Salvi and the other researchers have searched the produce and other food contact surfaces extensively for these dangerous compounds.
“We checked on the surfaces that we treated with plasma to see if there were any new compounds formed, but we didn’t find any harmful products. There are ozone and NOx species that are created, which if they are beyond a certain level, they are considered harmful by OSHA. I don’t think we are producing much in this. The produce is also in packaging, so by the time consumers open it, we don’t expect it to have any residues.”

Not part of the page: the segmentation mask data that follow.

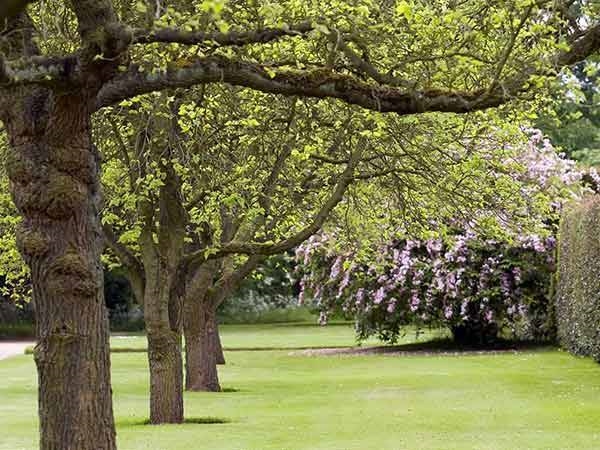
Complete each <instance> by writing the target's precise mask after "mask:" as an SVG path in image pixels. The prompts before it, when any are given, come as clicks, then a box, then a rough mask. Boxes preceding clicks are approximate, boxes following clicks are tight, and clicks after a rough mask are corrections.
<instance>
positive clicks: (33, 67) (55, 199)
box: [0, 0, 600, 450]
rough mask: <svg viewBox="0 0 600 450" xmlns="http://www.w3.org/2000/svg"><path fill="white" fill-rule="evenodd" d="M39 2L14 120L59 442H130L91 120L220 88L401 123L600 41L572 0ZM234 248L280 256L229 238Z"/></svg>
mask: <svg viewBox="0 0 600 450" xmlns="http://www.w3.org/2000/svg"><path fill="white" fill-rule="evenodd" d="M26 3H28V2H26V1H18V0H16V1H11V2H10V5H11V8H4V11H1V12H0V14H3V16H5V17H7V20H6V24H5V26H4V27H3V28H2V33H1V34H0V37H1V39H2V40H1V43H0V50H1V51H2V53H3V57H2V60H1V62H0V84H1V85H2V90H1V93H0V117H1V119H2V122H3V124H4V126H5V128H6V131H7V133H8V136H9V142H10V147H11V149H12V152H11V154H10V156H9V157H8V158H7V165H8V171H9V177H10V180H11V191H12V195H13V198H14V201H15V204H16V206H17V208H18V209H19V211H20V213H21V214H22V216H23V222H22V225H21V227H20V231H19V233H18V241H19V247H20V250H21V252H22V253H23V255H24V258H25V260H26V262H27V264H28V265H29V266H30V268H31V273H32V281H33V297H34V302H35V309H36V311H37V314H38V319H39V320H38V321H37V323H38V325H37V328H38V329H37V333H38V338H39V343H38V345H37V347H36V356H35V358H36V364H37V367H38V373H39V384H40V389H39V395H40V399H39V409H40V421H41V427H40V428H41V436H40V447H41V449H43V450H46V449H55V448H78V449H98V448H103V449H113V448H115V432H114V420H113V415H112V405H111V403H112V400H111V394H110V362H109V352H108V330H107V320H106V310H105V308H104V305H103V301H102V289H101V286H102V270H101V265H100V253H101V249H102V246H103V239H102V238H101V226H100V217H99V210H100V202H101V189H100V183H99V169H100V159H99V157H98V152H97V150H96V148H95V147H94V145H93V141H92V138H91V133H90V127H91V120H90V119H91V115H92V113H93V112H95V111H96V110H98V109H99V108H102V107H107V106H110V105H114V104H116V103H118V102H120V101H122V100H124V99H127V98H131V97H134V96H135V95H140V94H144V93H149V92H154V91H159V90H164V89H168V88H187V87H190V86H193V85H198V84H207V83H217V82H218V83H230V84H234V85H240V86H246V87H249V88H252V89H256V90H260V91H264V92H270V93H275V94H283V95H297V96H304V97H317V98H336V99H339V100H342V101H345V102H347V103H352V104H355V105H358V106H362V107H364V108H367V109H371V110H374V111H379V112H395V113H396V114H398V115H410V114H422V113H426V112H429V111H438V112H454V113H466V112H469V111H474V110H480V109H484V108H490V107H495V106H499V105H501V104H503V103H506V102H508V101H509V100H511V99H512V98H513V96H515V95H518V94H520V93H522V92H523V91H525V90H528V89H531V88H532V87H534V85H535V84H536V83H539V81H540V78H539V77H540V76H546V75H549V74H553V73H554V71H555V68H556V67H561V66H564V65H570V64H573V63H575V62H577V61H579V60H581V59H584V58H585V57H586V56H587V55H589V54H590V53H592V52H594V51H596V50H597V48H598V47H599V46H600V42H599V41H600V26H599V25H598V24H596V23H595V22H594V21H593V20H592V19H593V18H594V17H595V16H594V15H590V14H591V13H593V12H594V11H593V10H590V11H584V12H583V13H582V14H588V15H587V16H586V19H589V20H585V21H583V22H584V23H585V24H586V25H587V24H590V25H589V26H588V27H587V28H586V29H585V30H580V29H578V27H576V26H573V25H571V26H570V28H569V20H568V19H571V17H570V16H569V14H570V12H569V10H568V8H567V7H568V6H569V5H570V4H571V3H572V2H565V3H559V4H558V5H556V3H555V2H547V3H546V2H538V3H531V2H529V1H523V2H512V1H510V2H500V3H497V4H494V5H488V3H487V2H479V1H477V2H463V3H455V4H453V5H452V8H448V6H447V2H445V1H444V2H441V1H440V2H439V3H438V2H433V3H431V2H422V3H421V2H418V3H417V2H414V3H409V2H405V1H402V2H398V3H397V4H395V5H390V4H389V3H388V2H375V1H369V2H367V1H365V2H362V1H360V2H359V1H357V2H356V3H351V4H347V3H345V2H331V3H327V4H319V5H314V6H313V5H312V3H306V2H299V1H297V0H291V1H289V2H281V3H279V2H278V3H270V2H265V3H264V4H263V5H261V6H258V5H256V4H254V3H250V2H249V3H248V4H246V3H241V4H240V3H238V2H231V3H230V4H227V5H224V4H223V3H221V2H217V1H205V2H199V3H194V2H189V3H183V2H182V3H181V4H178V5H177V7H179V10H176V9H175V8H171V9H168V12H169V14H168V15H167V16H166V17H163V18H161V20H156V21H155V20H154V18H155V17H156V9H157V6H158V7H159V8H161V9H162V6H161V5H160V4H157V3H156V2H149V4H148V6H145V5H144V4H142V3H140V4H139V6H141V7H140V8H136V7H135V5H136V4H135V3H133V4H132V2H128V1H123V2H117V1H116V0H114V1H111V0H95V1H92V0H71V1H70V2H68V3H67V2H63V1H58V0H55V1H50V0H49V1H45V2H43V3H38V2H34V3H33V4H32V5H31V6H30V8H29V9H28V10H27V11H28V12H25V11H24V10H23V7H25V6H26ZM5 4H8V3H5ZM12 5H15V8H12ZM132 6H134V7H133V8H132ZM196 6H198V8H196ZM555 6H558V7H555ZM584 6H585V5H584ZM590 8H593V5H591V6H590ZM117 10H120V11H121V17H119V15H118V14H117ZM136 10H139V13H138V14H134V13H133V12H134V11H136ZM19 11H20V12H19ZM203 11H204V12H205V13H203ZM61 12H63V13H64V17H65V19H66V20H65V21H64V22H63V23H62V24H61V25H64V26H65V27H66V28H68V30H66V31H65V32H62V33H61V32H56V30H55V32H54V33H44V34H40V33H38V32H37V31H36V30H38V29H39V28H40V27H44V26H45V24H47V22H46V21H44V20H43V19H42V20H40V18H41V17H42V16H45V17H48V16H49V15H50V14H52V15H53V16H58V15H60V13H61ZM57 13H58V14H57ZM199 17H201V18H202V20H201V21H200V20H198V18H199ZM290 19H291V20H290ZM298 19H300V21H298ZM574 19H577V17H575V18H574ZM581 22H582V21H580V22H576V25H577V24H579V23H581ZM75 24H76V25H75ZM75 27H76V35H75V34H73V33H72V31H75V30H74V29H75ZM186 27H188V28H189V29H191V31H188V30H186ZM230 29H234V30H235V31H230ZM356 30H360V36H358V33H356ZM42 31H46V30H42ZM44 38H46V39H44ZM440 42H443V43H444V45H440ZM447 43H450V45H447ZM171 44H173V45H177V46H179V45H181V46H186V48H188V49H189V52H188V53H187V54H186V55H187V56H186V57H184V58H181V59H179V60H177V61H175V62H169V63H167V62H166V61H165V64H164V65H163V66H162V67H156V66H154V67H148V66H147V65H145V64H144V57H143V55H144V51H143V50H141V51H140V49H144V48H151V47H153V46H160V45H165V46H166V47H169V46H170V45H171ZM556 44H558V46H557V45H556ZM567 47H568V49H567ZM440 49H443V51H442V52H440ZM290 57H291V60H290ZM398 62H400V65H398ZM234 248H236V249H237V250H239V251H243V252H245V253H249V254H254V255H258V254H262V253H268V252H272V251H273V250H275V249H276V247H274V246H273V245H271V244H266V243H260V242H259V243H252V244H250V245H247V244H244V245H242V244H240V243H238V242H235V241H232V242H231V243H229V244H226V245H225V246H223V249H227V250H232V249H234ZM220 253H225V250H221V251H220ZM217 254H219V252H217Z"/></svg>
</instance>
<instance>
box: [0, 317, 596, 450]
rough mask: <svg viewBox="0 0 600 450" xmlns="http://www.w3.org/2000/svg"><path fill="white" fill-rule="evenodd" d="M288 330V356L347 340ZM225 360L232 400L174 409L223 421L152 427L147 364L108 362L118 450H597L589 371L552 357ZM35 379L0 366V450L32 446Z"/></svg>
mask: <svg viewBox="0 0 600 450" xmlns="http://www.w3.org/2000/svg"><path fill="white" fill-rule="evenodd" d="M298 328H299V329H298V330H297V331H296V333H294V332H293V331H287V332H288V333H289V334H288V335H287V339H293V340H294V342H288V341H286V335H285V332H282V334H281V335H280V334H279V333H275V335H274V336H273V338H274V339H277V341H276V342H277V343H285V344H287V345H289V346H290V347H296V346H300V345H298V343H297V341H302V342H314V341H313V340H312V339H313V338H312V337H310V336H309V335H308V333H309V332H317V333H320V332H323V333H325V334H324V335H323V336H329V335H328V333H332V335H331V336H330V337H331V338H332V340H333V342H322V341H319V342H318V343H319V345H324V344H328V345H343V342H344V341H343V339H342V337H341V336H342V335H343V334H344V333H346V332H347V331H348V330H347V329H346V331H344V327H342V328H340V329H337V328H336V329H335V330H333V328H335V327H332V328H331V329H329V330H330V331H320V330H322V329H315V328H314V327H307V328H304V329H303V328H302V327H298ZM261 329H262V327H247V328H244V327H241V328H239V329H238V328H235V330H236V331H235V332H233V331H232V332H231V333H228V332H227V331H228V330H226V331H225V334H226V335H228V336H229V337H228V339H230V341H229V342H230V343H231V344H230V345H233V344H235V343H240V345H242V344H244V346H250V345H249V343H253V344H257V343H260V344H261V345H263V342H264V343H265V345H266V344H270V345H275V341H273V342H271V341H269V340H268V339H267V338H266V337H265V336H268V335H269V334H270V333H274V329H273V327H269V326H267V327H264V333H261ZM275 329H277V328H275ZM243 330H247V331H246V332H244V331H243ZM285 330H288V328H285ZM325 330H328V329H325ZM304 333H307V334H306V337H305V338H300V336H304ZM262 334H264V336H261V335H262ZM323 336H321V337H323ZM302 339H306V340H305V341H304V340H302ZM350 339H351V334H350ZM224 340H225V338H224ZM350 343H351V340H350ZM226 345H227V341H226ZM236 345H237V344H236ZM226 356H227V359H228V365H227V366H225V367H223V368H222V369H221V379H222V382H223V385H224V387H229V388H236V389H239V392H233V393H222V394H200V393H191V394H186V397H185V400H186V413H187V416H188V417H190V418H195V419H200V418H205V417H217V418H222V419H226V420H228V421H230V422H229V423H226V424H213V425H197V424H189V425H180V426H172V425H171V426H159V427H155V426H147V425H146V426H145V425H141V423H143V421H144V420H145V419H146V417H147V407H148V405H147V382H148V378H147V373H146V360H145V357H146V355H145V354H143V353H128V354H118V353H117V354H113V386H114V402H115V413H116V417H117V425H118V430H117V431H118V436H119V444H120V449H121V450H141V449H148V450H178V449H185V450H196V449H200V450H201V449H211V450H218V449H223V450H236V449H248V450H249V449H252V450H269V449H272V450H275V449H277V450H282V449H286V450H296V449H305V450H317V449H328V450H346V449H348V450H349V449H356V450H364V449H377V450H379V449H503V450H504V449H598V448H600V427H599V425H600V367H599V366H598V365H597V364H595V363H594V362H592V361H591V360H588V359H580V358H575V357H572V356H570V355H568V354H566V353H563V352H559V351H556V350H545V351H537V352H523V353H503V354H488V355H475V356H464V355H463V356H459V357H457V356H442V355H436V356H392V355H387V356H328V357H325V356H321V357H309V356H300V355H297V354H290V351H289V350H281V351H259V352H257V351H253V352H246V351H236V352H229V353H227V354H226ZM35 379H36V375H35V369H34V365H33V361H32V359H31V357H30V356H20V357H17V358H13V359H10V360H6V361H0V380H1V381H0V430H1V432H0V449H1V450H21V449H27V450H29V449H35V448H36V442H37V425H36V423H37V422H36V420H37V419H36V382H35Z"/></svg>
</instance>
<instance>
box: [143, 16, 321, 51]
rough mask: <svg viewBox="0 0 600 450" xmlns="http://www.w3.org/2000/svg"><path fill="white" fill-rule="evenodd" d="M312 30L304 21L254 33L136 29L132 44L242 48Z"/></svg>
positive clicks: (249, 32) (301, 33)
mask: <svg viewBox="0 0 600 450" xmlns="http://www.w3.org/2000/svg"><path fill="white" fill-rule="evenodd" d="M313 29H314V27H313V24H312V22H310V21H305V22H300V23H298V24H294V25H290V26H287V27H282V28H265V29H261V30H254V31H231V32H228V33H205V32H202V31H182V30H180V29H179V28H163V29H157V30H151V31H148V30H143V29H137V30H135V31H134V33H133V35H134V38H133V42H134V43H136V44H150V43H154V42H162V43H177V44H184V45H198V44H216V45H218V46H240V47H241V46H244V45H249V44H264V43H267V42H272V41H276V40H278V39H281V38H282V37H288V36H300V35H303V34H306V33H308V32H310V31H312V30H313Z"/></svg>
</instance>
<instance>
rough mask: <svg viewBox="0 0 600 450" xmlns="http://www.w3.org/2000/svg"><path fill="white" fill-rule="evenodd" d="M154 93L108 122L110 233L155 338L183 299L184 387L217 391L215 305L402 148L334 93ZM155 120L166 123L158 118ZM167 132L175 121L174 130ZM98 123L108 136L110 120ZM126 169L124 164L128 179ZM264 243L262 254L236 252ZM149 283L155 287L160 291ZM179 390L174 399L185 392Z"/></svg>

The work has resulted in a USDA grant (USDA NIFA AFRI Award # 2019–06719) in collaboration with NC State’s Katharina Stapelmann from the Department of Nuclear Engineering and Rutgers University’s Mazzeo.
The paper, “Cold plasma from flexible and conformable paper-based electrodes for fresh produce sanitation: Evaluation of microbial inactivation and quality changes,” is published in the Food Control Journal. In addition to Salvi and Mazzeo, the paper was authored by NC State postdoctoral researcher Qingyang Wang and Rutgers University’s Ramendra K. Pal, Hao-Wei Yen, Siddhant P. Naik and Mark K. Orzeszko.